Soleimani killing: Iran's Zarif vows response to US 'act of war'

Iranian Quds Force commander Qassem Soleimani.
Iranian Quds Force commander Qassem Soleimani.
Getty/Press Office of Iranian Supreme Leader; ATTA

Iranian Foreign Minister Mohammad Javad Zarif has warned the United States that its days in the region are "numbered", describing the US assassination of a top Iranian military commander last week as "an act of war".

In an interview with Al Jazeera on Tuesday, Zarif said his country's response to the killing of Qassem Soleimani, the head of Iran's elite Quds Force, would come in due course.

"Iran will respond because there was an act of war - an act of war combined with an act of terrorism against a senior official of the Islamic Republic of Iran and a citizen of Iran," Zarif said.

"We are bound to protect our citizens and our military officials. It was an act that has to be reciprocated by Iran. We will make the necessary deliberations and it will be an act that we will do, not in a hurry, not in a hasty manner."

Soleimani was killed along with Abu Mahdi al-Muhandis, the deputy commander of Iraq's Popular Mobilisation Forces (PMF, or Hashd al-Shaabi), an Iran-backed umbrella organisation comprising several militias, and several other people.

The attacks triggered a dramatic escalation of tensions in the region, and marked the most significant confrontation between the two countries in recent years.

"The act by the United States … it enraged the feelings of many people outside Iran, inside Iran - that will have consequences for the United States," Zarif said.

His remarks came as dozens of people were killed in a stampede that erupted in the city of Kerman, Soleimani's hometown, during the slain commander's funeral procession.

Hundreds of thousands of mourners had gathered in the small city for the burial of Soleimani, which was postponed until further notice following the stampede, according to the semi-official ISNA news agency.

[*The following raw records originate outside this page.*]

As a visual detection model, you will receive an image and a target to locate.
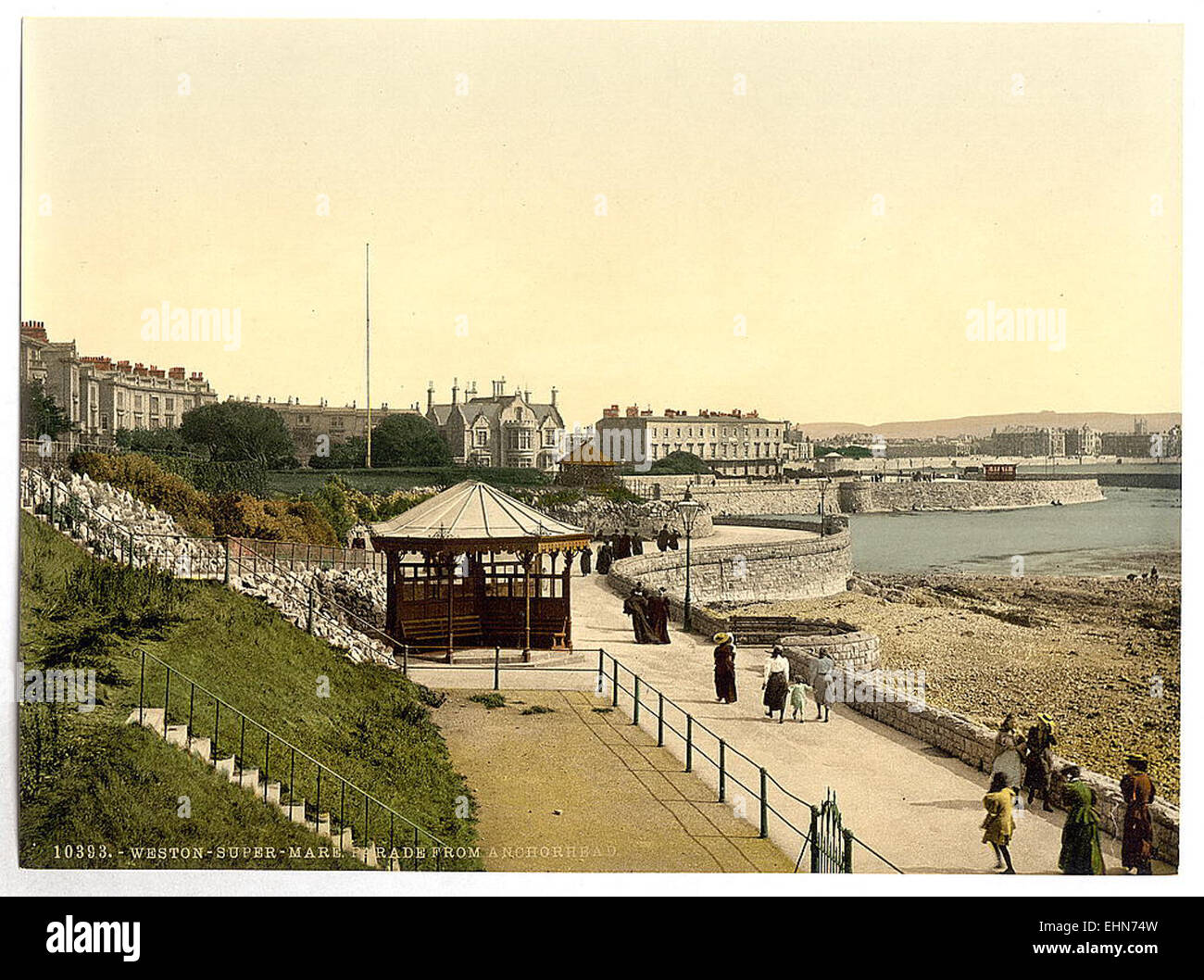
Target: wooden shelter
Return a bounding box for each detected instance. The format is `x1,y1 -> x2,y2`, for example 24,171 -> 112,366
370,481 -> 590,662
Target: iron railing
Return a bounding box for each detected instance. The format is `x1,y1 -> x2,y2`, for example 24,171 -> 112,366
135,647 -> 470,872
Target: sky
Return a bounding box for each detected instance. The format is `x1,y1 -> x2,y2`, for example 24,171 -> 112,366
21,19 -> 1183,427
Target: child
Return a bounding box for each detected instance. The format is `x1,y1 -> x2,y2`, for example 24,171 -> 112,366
790,682 -> 807,722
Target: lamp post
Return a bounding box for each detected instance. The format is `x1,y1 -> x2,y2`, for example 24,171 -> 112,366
820,477 -> 832,537
677,486 -> 702,630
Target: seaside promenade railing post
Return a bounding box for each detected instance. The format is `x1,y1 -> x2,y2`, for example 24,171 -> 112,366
685,715 -> 694,773
808,807 -> 820,874
761,766 -> 770,839
719,739 -> 727,803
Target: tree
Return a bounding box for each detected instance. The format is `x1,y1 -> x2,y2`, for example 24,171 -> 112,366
372,414 -> 452,466
20,381 -> 72,439
180,401 -> 296,469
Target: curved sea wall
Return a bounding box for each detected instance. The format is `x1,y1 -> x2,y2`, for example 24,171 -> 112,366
780,637 -> 1179,864
609,531 -> 852,606
840,479 -> 1104,514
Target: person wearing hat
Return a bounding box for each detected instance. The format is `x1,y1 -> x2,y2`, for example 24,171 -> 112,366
1024,714 -> 1057,812
1057,766 -> 1105,874
761,643 -> 790,724
1121,752 -> 1155,874
715,634 -> 735,704
980,772 -> 1016,874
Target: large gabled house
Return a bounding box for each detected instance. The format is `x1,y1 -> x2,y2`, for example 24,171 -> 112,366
426,378 -> 565,472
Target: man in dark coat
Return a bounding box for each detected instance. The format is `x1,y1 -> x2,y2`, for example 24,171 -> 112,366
622,585 -> 657,643
647,586 -> 671,643
1024,715 -> 1057,812
1121,754 -> 1155,874
598,541 -> 614,575
657,523 -> 670,551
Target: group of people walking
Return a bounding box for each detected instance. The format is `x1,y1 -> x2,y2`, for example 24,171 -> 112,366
714,634 -> 835,724
982,712 -> 1155,874
622,582 -> 671,643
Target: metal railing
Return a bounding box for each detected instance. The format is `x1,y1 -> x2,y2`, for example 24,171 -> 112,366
398,644 -> 904,874
21,470 -> 903,874
135,647 -> 458,872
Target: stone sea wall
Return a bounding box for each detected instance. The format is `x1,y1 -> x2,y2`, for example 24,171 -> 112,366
840,479 -> 1104,514
610,531 -> 852,604
782,637 -> 1179,866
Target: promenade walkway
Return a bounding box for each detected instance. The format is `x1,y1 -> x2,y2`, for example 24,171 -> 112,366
553,527 -> 1173,874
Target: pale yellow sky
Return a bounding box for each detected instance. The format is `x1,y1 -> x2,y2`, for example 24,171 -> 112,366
21,20 -> 1183,425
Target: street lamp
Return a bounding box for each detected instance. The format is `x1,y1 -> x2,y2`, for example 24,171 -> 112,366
677,486 -> 702,630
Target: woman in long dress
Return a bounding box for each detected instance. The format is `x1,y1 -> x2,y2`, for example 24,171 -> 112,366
1121,755 -> 1155,874
1057,766 -> 1104,874
761,644 -> 790,724
809,654 -> 835,722
991,711 -> 1024,796
982,772 -> 1016,874
715,634 -> 735,704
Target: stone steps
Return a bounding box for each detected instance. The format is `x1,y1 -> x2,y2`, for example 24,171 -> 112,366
125,708 -> 378,871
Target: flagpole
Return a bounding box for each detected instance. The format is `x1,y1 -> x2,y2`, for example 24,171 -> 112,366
364,242 -> 372,470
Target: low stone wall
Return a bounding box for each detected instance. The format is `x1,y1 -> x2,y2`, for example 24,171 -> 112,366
782,637 -> 1179,866
839,479 -> 1104,514
610,531 -> 852,604
778,630 -> 882,678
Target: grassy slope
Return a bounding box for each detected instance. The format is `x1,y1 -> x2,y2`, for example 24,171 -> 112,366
20,722 -> 364,871
20,514 -> 476,867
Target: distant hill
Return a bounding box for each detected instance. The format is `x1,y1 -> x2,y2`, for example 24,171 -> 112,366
803,412 -> 1184,439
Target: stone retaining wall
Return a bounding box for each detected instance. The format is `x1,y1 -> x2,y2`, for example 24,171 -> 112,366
782,637 -> 1179,866
610,531 -> 852,604
839,479 -> 1104,514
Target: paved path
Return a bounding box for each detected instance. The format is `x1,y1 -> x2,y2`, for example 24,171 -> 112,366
434,690 -> 792,873
566,527 -> 1172,874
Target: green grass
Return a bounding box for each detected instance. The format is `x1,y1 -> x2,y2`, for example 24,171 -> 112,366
19,514 -> 479,868
20,706 -> 364,871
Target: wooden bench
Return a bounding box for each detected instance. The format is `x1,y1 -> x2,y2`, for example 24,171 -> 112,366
401,614 -> 482,650
731,616 -> 798,646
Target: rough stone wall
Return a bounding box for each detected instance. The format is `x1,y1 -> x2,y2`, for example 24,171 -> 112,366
839,479 -> 1104,514
778,630 -> 882,678
610,531 -> 852,604
783,637 -> 1179,866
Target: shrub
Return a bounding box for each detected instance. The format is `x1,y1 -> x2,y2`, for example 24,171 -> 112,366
69,453 -> 213,537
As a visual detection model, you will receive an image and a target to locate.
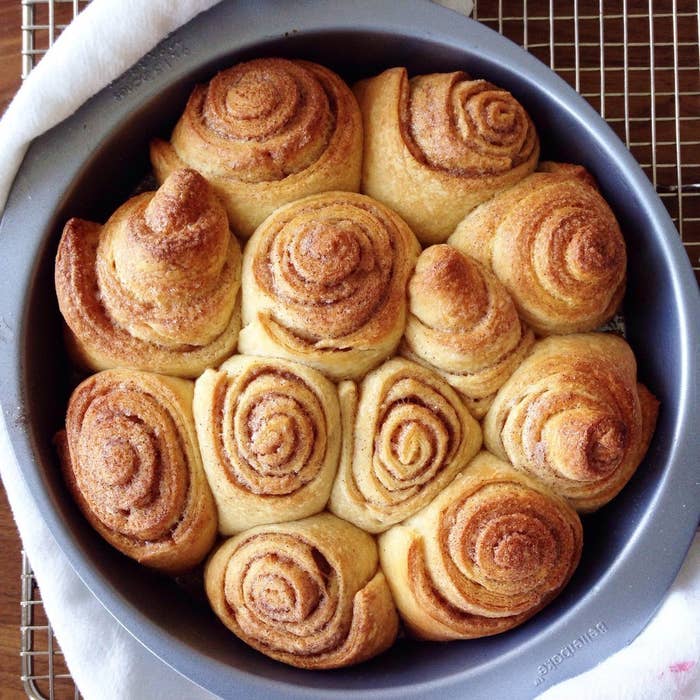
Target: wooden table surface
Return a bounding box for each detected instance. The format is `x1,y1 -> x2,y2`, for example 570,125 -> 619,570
0,0 -> 31,700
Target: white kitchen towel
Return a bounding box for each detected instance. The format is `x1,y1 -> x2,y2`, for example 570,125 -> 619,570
0,0 -> 700,700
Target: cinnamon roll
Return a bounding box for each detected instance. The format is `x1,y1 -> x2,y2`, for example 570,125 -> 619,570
448,163 -> 627,335
355,68 -> 539,244
204,513 -> 398,669
379,452 -> 583,641
328,358 -> 481,533
483,333 -> 658,512
238,192 -> 420,379
56,369 -> 217,574
55,170 -> 241,377
151,58 -> 362,238
401,245 -> 534,418
194,355 -> 340,535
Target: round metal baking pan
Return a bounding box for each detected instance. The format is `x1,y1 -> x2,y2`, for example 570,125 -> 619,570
0,0 -> 700,698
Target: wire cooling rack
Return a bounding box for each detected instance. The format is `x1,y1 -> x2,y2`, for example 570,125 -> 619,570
15,0 -> 700,700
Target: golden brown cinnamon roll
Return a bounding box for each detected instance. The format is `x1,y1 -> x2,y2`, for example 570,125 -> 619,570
484,333 -> 658,512
379,452 -> 583,641
151,58 -> 362,238
204,513 -> 398,669
328,358 -> 481,533
56,369 -> 217,574
238,192 -> 420,379
355,68 -> 539,244
401,245 -> 534,418
55,170 -> 241,377
194,355 -> 340,535
448,163 -> 627,335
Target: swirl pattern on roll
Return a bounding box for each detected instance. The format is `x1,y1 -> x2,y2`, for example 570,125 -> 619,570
205,513 -> 398,669
379,452 -> 583,641
401,245 -> 534,418
151,58 -> 362,238
194,355 -> 340,535
328,358 -> 481,533
55,170 -> 241,377
449,164 -> 627,335
355,68 -> 539,244
57,370 -> 217,573
238,192 -> 420,379
484,333 -> 658,512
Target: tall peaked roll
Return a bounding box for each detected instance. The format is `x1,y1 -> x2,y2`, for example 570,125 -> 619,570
400,245 -> 534,418
379,452 -> 583,641
151,58 -> 362,238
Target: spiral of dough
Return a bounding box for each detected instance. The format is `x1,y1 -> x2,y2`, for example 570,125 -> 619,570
238,192 -> 419,379
151,58 -> 362,238
194,355 -> 340,535
449,164 -> 627,335
57,370 -> 217,573
328,358 -> 481,533
55,170 -> 241,377
379,452 -> 583,641
355,68 -> 539,244
205,513 -> 398,669
484,333 -> 658,512
401,245 -> 534,418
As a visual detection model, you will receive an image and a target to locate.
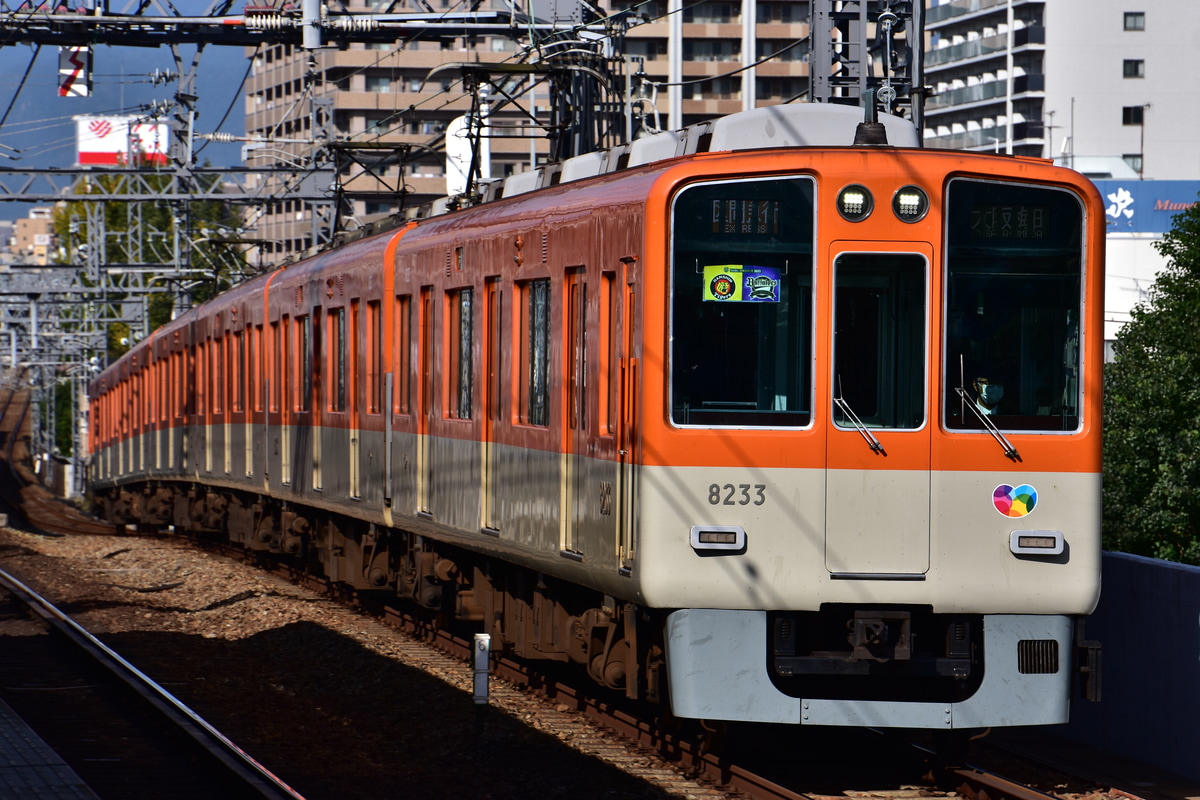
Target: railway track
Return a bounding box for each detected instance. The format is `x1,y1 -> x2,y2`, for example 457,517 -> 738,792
0,373 -> 119,536
246,542 -> 1113,800
0,525 -> 1123,800
0,563 -> 302,800
0,376 -> 1123,800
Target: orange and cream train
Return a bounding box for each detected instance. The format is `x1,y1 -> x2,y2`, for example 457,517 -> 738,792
90,106 -> 1104,728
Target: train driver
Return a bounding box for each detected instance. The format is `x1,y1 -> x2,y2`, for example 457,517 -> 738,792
971,378 -> 1004,416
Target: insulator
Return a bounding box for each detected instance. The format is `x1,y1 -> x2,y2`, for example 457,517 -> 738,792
244,14 -> 294,30
322,17 -> 379,32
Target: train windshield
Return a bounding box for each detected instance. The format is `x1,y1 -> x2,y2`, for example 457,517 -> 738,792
943,179 -> 1084,431
671,178 -> 814,427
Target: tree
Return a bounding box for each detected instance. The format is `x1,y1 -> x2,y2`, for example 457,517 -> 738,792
1104,196 -> 1200,564
54,175 -> 245,361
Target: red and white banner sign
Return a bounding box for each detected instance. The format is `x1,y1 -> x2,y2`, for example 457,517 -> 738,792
73,115 -> 168,167
59,47 -> 91,97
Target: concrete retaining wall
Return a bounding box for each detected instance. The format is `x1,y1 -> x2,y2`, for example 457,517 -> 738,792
1055,553 -> 1200,780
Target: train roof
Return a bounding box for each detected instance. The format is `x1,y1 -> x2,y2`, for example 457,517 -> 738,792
408,103 -> 922,219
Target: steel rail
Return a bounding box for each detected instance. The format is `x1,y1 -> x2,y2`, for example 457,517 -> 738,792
0,570 -> 304,800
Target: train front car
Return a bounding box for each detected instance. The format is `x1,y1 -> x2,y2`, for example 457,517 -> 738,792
637,148 -> 1104,728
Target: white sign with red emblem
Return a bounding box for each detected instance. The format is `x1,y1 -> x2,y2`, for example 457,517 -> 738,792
73,115 -> 168,167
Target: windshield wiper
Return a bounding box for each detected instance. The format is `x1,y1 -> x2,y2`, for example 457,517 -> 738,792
954,386 -> 1021,461
833,397 -> 888,456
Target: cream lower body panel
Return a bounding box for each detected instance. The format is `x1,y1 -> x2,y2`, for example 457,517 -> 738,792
666,608 -> 1073,729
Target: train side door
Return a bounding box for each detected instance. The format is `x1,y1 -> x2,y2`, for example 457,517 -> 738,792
348,297 -> 365,498
416,287 -> 436,515
613,266 -> 638,573
560,267 -> 592,555
826,242 -> 932,579
480,278 -> 504,531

Tuesday's funeral comes after days of processions that attracted huge crowds in the streets of Ahvaz in southwestern Iran, followed by Mashhad in the northwest, the capital Tehran and the holy city of Qom.

'What are they afraid of?'

In response to the assassination of Soleimani, Iran's Supreme Leader Ayatollah Ali Khamenei warned earlier this week that "a harsh retaliation is waiting".

Washington argues it killed the commander in self-defence, aiming to disrupt plans to attack US personnel and interests. US President Donald Trump has defended the killing of Soleimani and threatened more retaliatory actions if Iran targets US citizens or assets.

Zarif meanwhile was scheduled to attend United Nations meetings later this week, but said his visa request was blocked by Washington.

"Secretary Pompeo called Secretary General of the United Naions yesterday, and said they didn't have time to consider my request and therefore they will not issue a visa," Zarid said, adding that the decision was in violation of US commitments.

"What are they afraid of? What do they think would happen if I go to New York," Zarif said.

"They think that I cannot communicate with the American people without coming to the United States. I can communicate with the American people sitting at home".

Although it is unclear how or when Iran may respond to the US assassination of Soleimani, any response is likely to come once the mourning period ends.

In a speech broadcast live on television earlier on Tuesday, Zarif said US President Donald Trump committed a "stupid mistake by assassinating the greatest commander who stood in the face of terrorism".

"Our region, because of the US' intervention … has become victim to the endless war," Zarif said.

"Removing the US from western Asia is what will … end wars and death in this region."